「年金、遅らせたほうが得」は本当?
「年金は遅くもらうほど増えるから、ガマンしてでも繰り下げたほうがいい」 そんな話を耳にしたことはありませんか?
最近では制度が変わり、最長75歳まで受給を遅らせることもできるようになりました。でも、あっちこっちで法律が変わると、「結局、自分にとっては何が一番いいの?」と迷ってしまいますよね。
実は、ある税理士さんは「年金は60歳から受け取るのが合理的」と断言されています。 今回は、数字上の「得」だけでは見えてこない、人生を豊かにするための年金戦略について一緒に考えてみましょう。
数字の「増額」に惑わされていませんか?
年金は、受給を1ヶ月遅らせるごとに0.7%ずつ増えていきます。75歳まで待てば、なんと84%も増える計算です。
これだけ聞くと「待てるだけ待ったほうがいいかも!」と思ってしまいますが、ここには大きな落とし穴があります。それは、「一生変わらない増減率」というルールです。

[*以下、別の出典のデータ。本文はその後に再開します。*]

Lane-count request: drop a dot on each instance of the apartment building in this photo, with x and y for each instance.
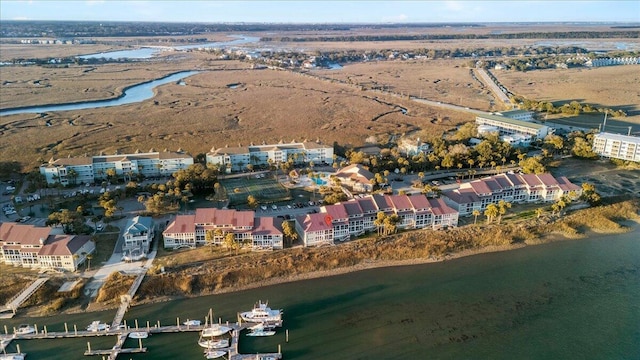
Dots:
(36, 247)
(357, 216)
(212, 225)
(513, 188)
(617, 146)
(87, 170)
(237, 158)
(509, 126)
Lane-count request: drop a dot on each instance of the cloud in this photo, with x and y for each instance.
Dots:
(396, 18)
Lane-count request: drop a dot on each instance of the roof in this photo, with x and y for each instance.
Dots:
(336, 211)
(618, 137)
(401, 202)
(267, 226)
(314, 222)
(224, 217)
(511, 121)
(63, 245)
(23, 234)
(181, 225)
(138, 225)
(438, 207)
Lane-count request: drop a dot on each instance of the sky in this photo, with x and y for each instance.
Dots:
(323, 11)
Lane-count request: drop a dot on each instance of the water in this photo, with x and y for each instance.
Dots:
(146, 53)
(133, 94)
(565, 300)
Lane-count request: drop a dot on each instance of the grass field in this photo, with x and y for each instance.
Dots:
(266, 190)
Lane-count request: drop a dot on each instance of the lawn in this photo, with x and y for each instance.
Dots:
(265, 190)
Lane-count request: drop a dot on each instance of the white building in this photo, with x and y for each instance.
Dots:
(138, 235)
(617, 146)
(212, 225)
(513, 188)
(237, 158)
(35, 247)
(89, 169)
(508, 126)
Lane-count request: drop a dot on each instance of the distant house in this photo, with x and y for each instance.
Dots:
(513, 188)
(357, 177)
(138, 235)
(617, 146)
(35, 247)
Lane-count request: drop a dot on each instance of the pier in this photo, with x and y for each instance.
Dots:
(15, 302)
(123, 332)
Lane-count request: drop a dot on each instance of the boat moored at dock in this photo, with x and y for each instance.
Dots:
(262, 313)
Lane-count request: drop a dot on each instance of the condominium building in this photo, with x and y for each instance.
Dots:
(509, 126)
(86, 170)
(513, 188)
(617, 146)
(36, 247)
(237, 158)
(212, 225)
(357, 216)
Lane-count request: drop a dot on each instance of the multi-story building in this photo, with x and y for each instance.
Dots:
(617, 146)
(35, 247)
(138, 235)
(237, 158)
(513, 188)
(357, 216)
(212, 225)
(86, 170)
(509, 126)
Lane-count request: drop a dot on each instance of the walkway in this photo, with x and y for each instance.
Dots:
(17, 300)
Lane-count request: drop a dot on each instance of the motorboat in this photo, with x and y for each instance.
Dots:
(261, 332)
(262, 313)
(96, 326)
(25, 329)
(139, 335)
(210, 336)
(213, 343)
(214, 354)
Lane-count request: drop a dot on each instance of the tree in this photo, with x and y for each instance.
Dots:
(491, 212)
(502, 209)
(475, 214)
(230, 242)
(252, 201)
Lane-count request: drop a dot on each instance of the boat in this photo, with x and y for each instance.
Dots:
(261, 313)
(96, 326)
(25, 329)
(139, 335)
(12, 356)
(214, 354)
(209, 336)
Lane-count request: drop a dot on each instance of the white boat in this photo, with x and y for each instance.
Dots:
(96, 326)
(25, 329)
(210, 335)
(261, 332)
(261, 312)
(214, 354)
(139, 335)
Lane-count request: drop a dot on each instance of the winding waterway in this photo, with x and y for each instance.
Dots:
(133, 94)
(564, 300)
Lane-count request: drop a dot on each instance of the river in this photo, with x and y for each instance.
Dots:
(133, 94)
(563, 300)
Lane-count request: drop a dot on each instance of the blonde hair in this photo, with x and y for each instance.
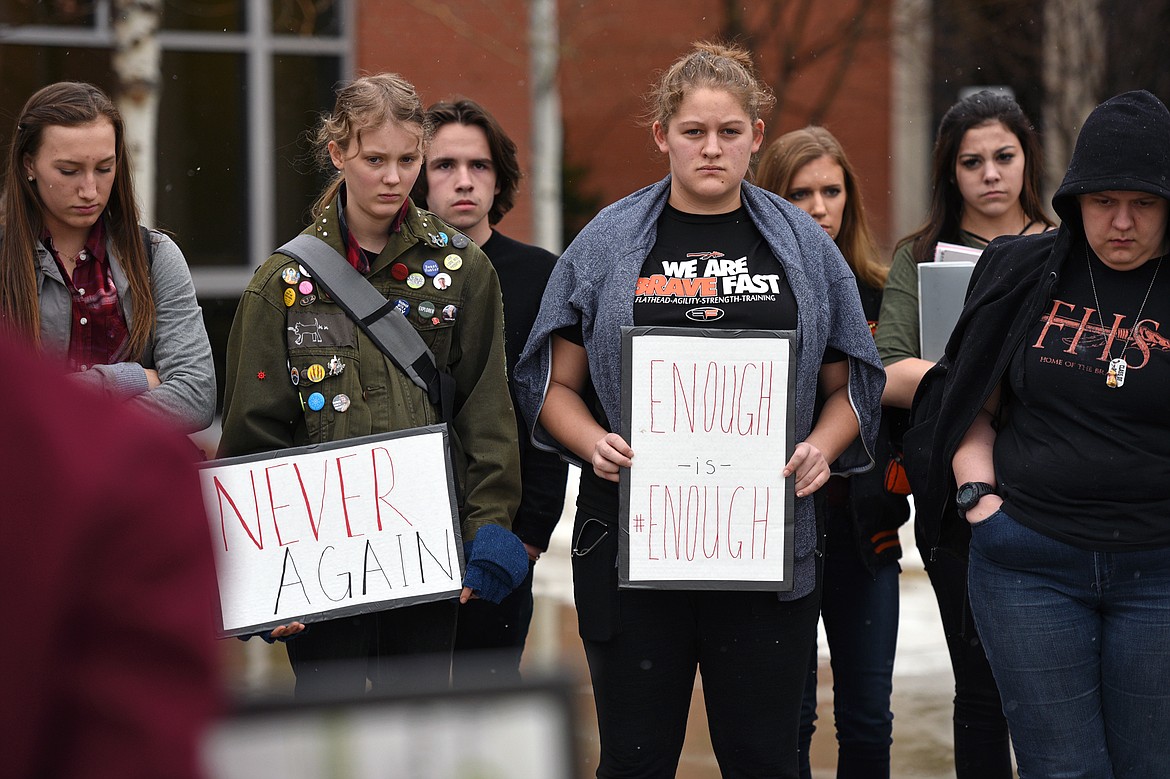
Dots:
(780, 163)
(366, 102)
(715, 66)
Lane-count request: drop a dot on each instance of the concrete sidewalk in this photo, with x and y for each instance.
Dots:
(923, 684)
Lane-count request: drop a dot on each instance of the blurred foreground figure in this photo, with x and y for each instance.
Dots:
(107, 586)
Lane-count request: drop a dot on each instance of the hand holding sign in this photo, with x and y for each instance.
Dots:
(810, 467)
(611, 454)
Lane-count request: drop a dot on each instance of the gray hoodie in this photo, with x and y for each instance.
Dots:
(593, 284)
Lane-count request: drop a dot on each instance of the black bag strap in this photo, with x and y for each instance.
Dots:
(377, 317)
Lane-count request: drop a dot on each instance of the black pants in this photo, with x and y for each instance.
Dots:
(399, 649)
(752, 652)
(982, 748)
(489, 640)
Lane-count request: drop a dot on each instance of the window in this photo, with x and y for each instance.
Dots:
(241, 82)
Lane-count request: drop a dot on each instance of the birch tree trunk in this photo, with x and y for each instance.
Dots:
(137, 59)
(1073, 77)
(548, 138)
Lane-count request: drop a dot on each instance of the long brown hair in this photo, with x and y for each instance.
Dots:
(67, 104)
(945, 199)
(366, 102)
(784, 158)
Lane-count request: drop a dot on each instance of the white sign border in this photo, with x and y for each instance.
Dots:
(785, 583)
(364, 607)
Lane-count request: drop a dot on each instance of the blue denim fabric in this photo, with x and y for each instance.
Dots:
(860, 613)
(1079, 642)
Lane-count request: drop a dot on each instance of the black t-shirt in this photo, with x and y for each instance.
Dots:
(1076, 460)
(713, 270)
(704, 270)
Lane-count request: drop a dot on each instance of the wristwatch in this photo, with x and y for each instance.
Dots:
(969, 495)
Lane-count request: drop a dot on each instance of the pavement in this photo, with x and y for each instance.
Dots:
(923, 686)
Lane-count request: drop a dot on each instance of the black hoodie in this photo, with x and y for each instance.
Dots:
(1123, 145)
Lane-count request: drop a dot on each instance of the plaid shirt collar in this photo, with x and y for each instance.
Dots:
(98, 330)
(357, 256)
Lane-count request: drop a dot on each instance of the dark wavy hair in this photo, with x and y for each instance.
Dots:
(67, 104)
(503, 152)
(945, 199)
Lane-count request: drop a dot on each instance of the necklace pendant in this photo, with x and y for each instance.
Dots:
(1116, 374)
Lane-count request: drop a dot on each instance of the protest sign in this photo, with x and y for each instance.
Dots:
(709, 415)
(317, 532)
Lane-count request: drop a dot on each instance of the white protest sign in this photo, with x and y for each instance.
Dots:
(708, 414)
(321, 531)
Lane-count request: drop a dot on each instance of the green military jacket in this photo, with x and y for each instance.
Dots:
(286, 335)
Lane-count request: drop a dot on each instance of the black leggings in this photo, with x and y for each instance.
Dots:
(752, 652)
(981, 730)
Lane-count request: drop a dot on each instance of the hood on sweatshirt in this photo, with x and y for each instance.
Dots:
(1123, 145)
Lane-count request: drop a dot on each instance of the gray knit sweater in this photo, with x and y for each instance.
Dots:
(593, 284)
(179, 349)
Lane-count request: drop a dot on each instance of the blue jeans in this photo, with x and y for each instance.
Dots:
(1079, 642)
(860, 613)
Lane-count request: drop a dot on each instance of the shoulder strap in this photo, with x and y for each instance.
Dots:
(376, 316)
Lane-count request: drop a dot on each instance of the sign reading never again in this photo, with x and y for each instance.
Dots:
(322, 531)
(709, 416)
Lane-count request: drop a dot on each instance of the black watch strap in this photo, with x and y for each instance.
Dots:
(969, 494)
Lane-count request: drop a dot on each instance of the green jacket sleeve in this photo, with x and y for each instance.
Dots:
(897, 324)
(484, 421)
(260, 404)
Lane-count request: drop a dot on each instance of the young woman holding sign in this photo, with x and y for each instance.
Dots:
(77, 277)
(645, 645)
(862, 514)
(280, 394)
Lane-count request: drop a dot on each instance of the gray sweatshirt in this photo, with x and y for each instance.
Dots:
(179, 349)
(593, 284)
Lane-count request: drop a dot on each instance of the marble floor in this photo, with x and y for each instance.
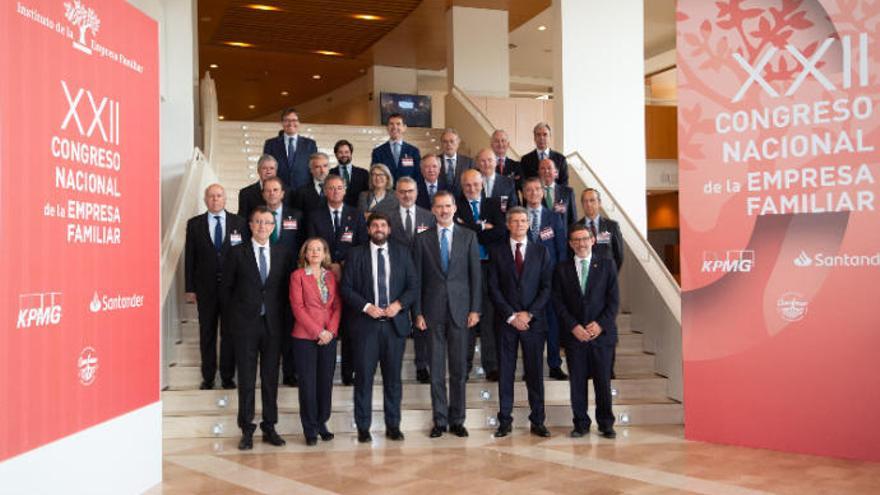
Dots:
(642, 460)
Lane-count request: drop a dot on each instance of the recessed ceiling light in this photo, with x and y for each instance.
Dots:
(263, 7)
(367, 17)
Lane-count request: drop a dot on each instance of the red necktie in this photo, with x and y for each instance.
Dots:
(517, 260)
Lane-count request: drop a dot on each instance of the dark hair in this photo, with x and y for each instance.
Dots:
(340, 143)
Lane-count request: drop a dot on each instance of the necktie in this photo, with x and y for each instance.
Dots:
(517, 260)
(444, 250)
(585, 272)
(383, 286)
(395, 150)
(218, 233)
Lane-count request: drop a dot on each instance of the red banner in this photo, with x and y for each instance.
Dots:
(79, 188)
(778, 135)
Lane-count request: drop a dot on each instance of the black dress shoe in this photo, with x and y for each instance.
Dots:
(458, 430)
(539, 430)
(364, 436)
(423, 376)
(246, 442)
(558, 374)
(608, 433)
(272, 437)
(394, 434)
(502, 431)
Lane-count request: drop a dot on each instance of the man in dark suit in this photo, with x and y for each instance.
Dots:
(496, 185)
(431, 181)
(557, 197)
(209, 237)
(357, 180)
(406, 221)
(291, 151)
(289, 230)
(448, 264)
(402, 158)
(311, 195)
(484, 217)
(379, 286)
(520, 278)
(254, 288)
(453, 164)
(542, 151)
(252, 196)
(506, 166)
(586, 298)
(343, 227)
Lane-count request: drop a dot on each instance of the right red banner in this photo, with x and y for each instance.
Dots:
(778, 169)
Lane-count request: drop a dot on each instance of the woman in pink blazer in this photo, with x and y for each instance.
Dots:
(314, 298)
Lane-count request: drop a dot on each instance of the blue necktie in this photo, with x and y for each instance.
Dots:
(218, 233)
(383, 288)
(444, 250)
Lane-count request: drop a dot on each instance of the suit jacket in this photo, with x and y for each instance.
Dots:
(311, 313)
(249, 198)
(244, 294)
(424, 199)
(454, 294)
(202, 263)
(609, 242)
(352, 232)
(297, 175)
(599, 304)
(530, 291)
(359, 182)
(530, 164)
(490, 211)
(422, 221)
(357, 285)
(382, 154)
(503, 188)
(462, 163)
(552, 234)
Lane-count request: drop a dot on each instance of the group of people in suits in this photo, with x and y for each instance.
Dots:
(440, 247)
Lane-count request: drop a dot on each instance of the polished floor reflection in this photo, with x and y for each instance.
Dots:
(642, 460)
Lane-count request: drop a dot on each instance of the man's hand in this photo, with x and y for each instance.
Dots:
(473, 318)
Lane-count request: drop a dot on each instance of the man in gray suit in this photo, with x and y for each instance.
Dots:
(448, 264)
(452, 163)
(407, 221)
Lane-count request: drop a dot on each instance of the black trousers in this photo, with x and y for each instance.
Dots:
(210, 315)
(586, 360)
(377, 345)
(315, 365)
(533, 362)
(257, 344)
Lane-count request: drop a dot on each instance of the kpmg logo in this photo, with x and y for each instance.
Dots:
(87, 366)
(83, 18)
(741, 260)
(792, 306)
(39, 309)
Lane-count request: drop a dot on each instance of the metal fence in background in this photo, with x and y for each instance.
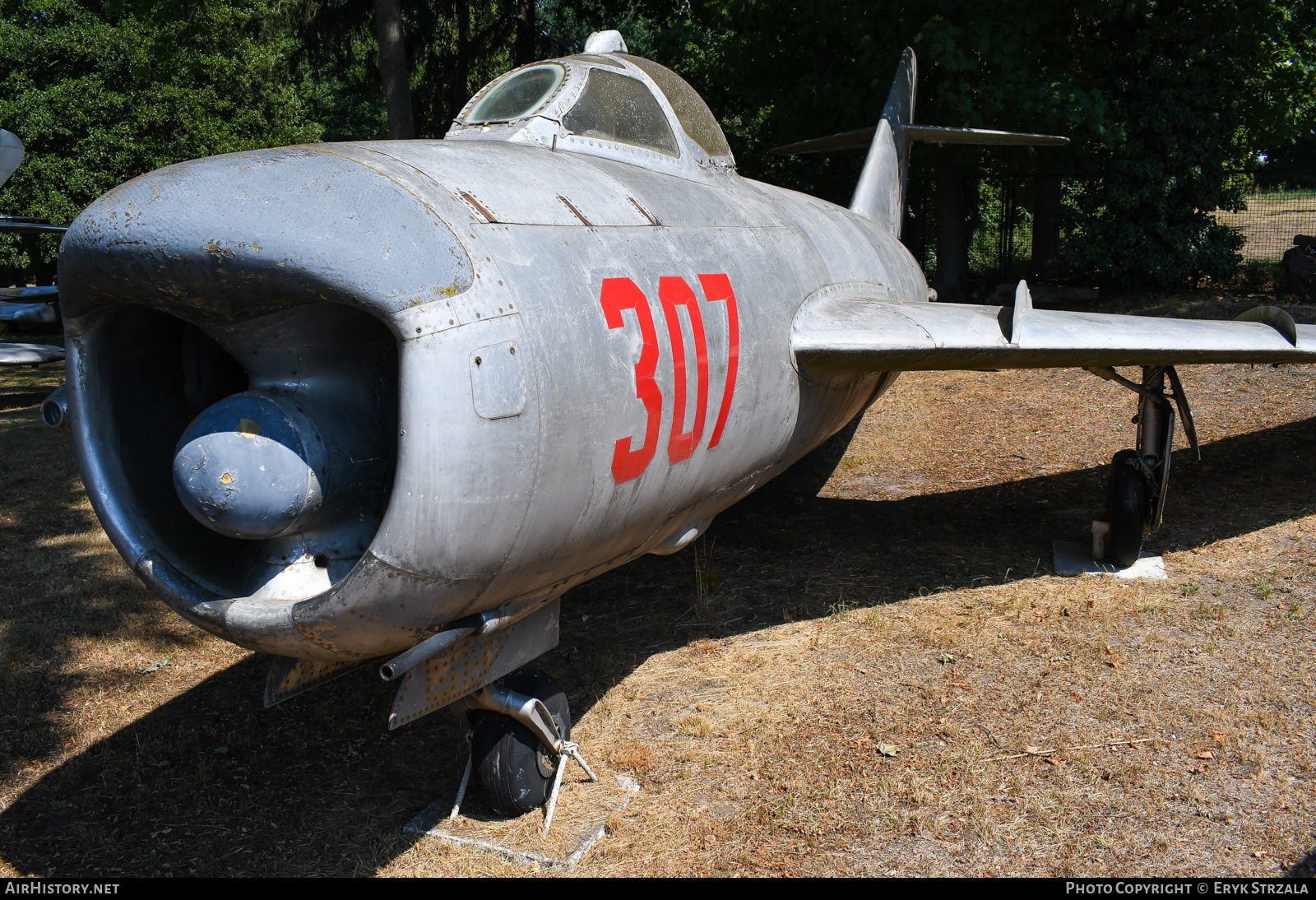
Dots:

一度決めた受給タイミングは、後から変えることができません。数字上の「最大額」を目指すあまり、今の生活や健康を犠牲にしてしまうリスクを忘れてはいけないのです。
お金があっても「動ける体」がないと意味がない
ここで考えてみたいのが、「健康寿命」という視点です。 日本人の平均寿命は延びていますが、元気に日常生活を送れる「健康寿命」は、男性で約73歳、女性で約75歳と言われています。
もし、年金を増やすために70歳や75歳まで受給を我慢したとしたら……。 ようやく手にした増額年金を使うとき、旅行に行ったり、趣味を楽しんだりする体力が残っているでしょうか?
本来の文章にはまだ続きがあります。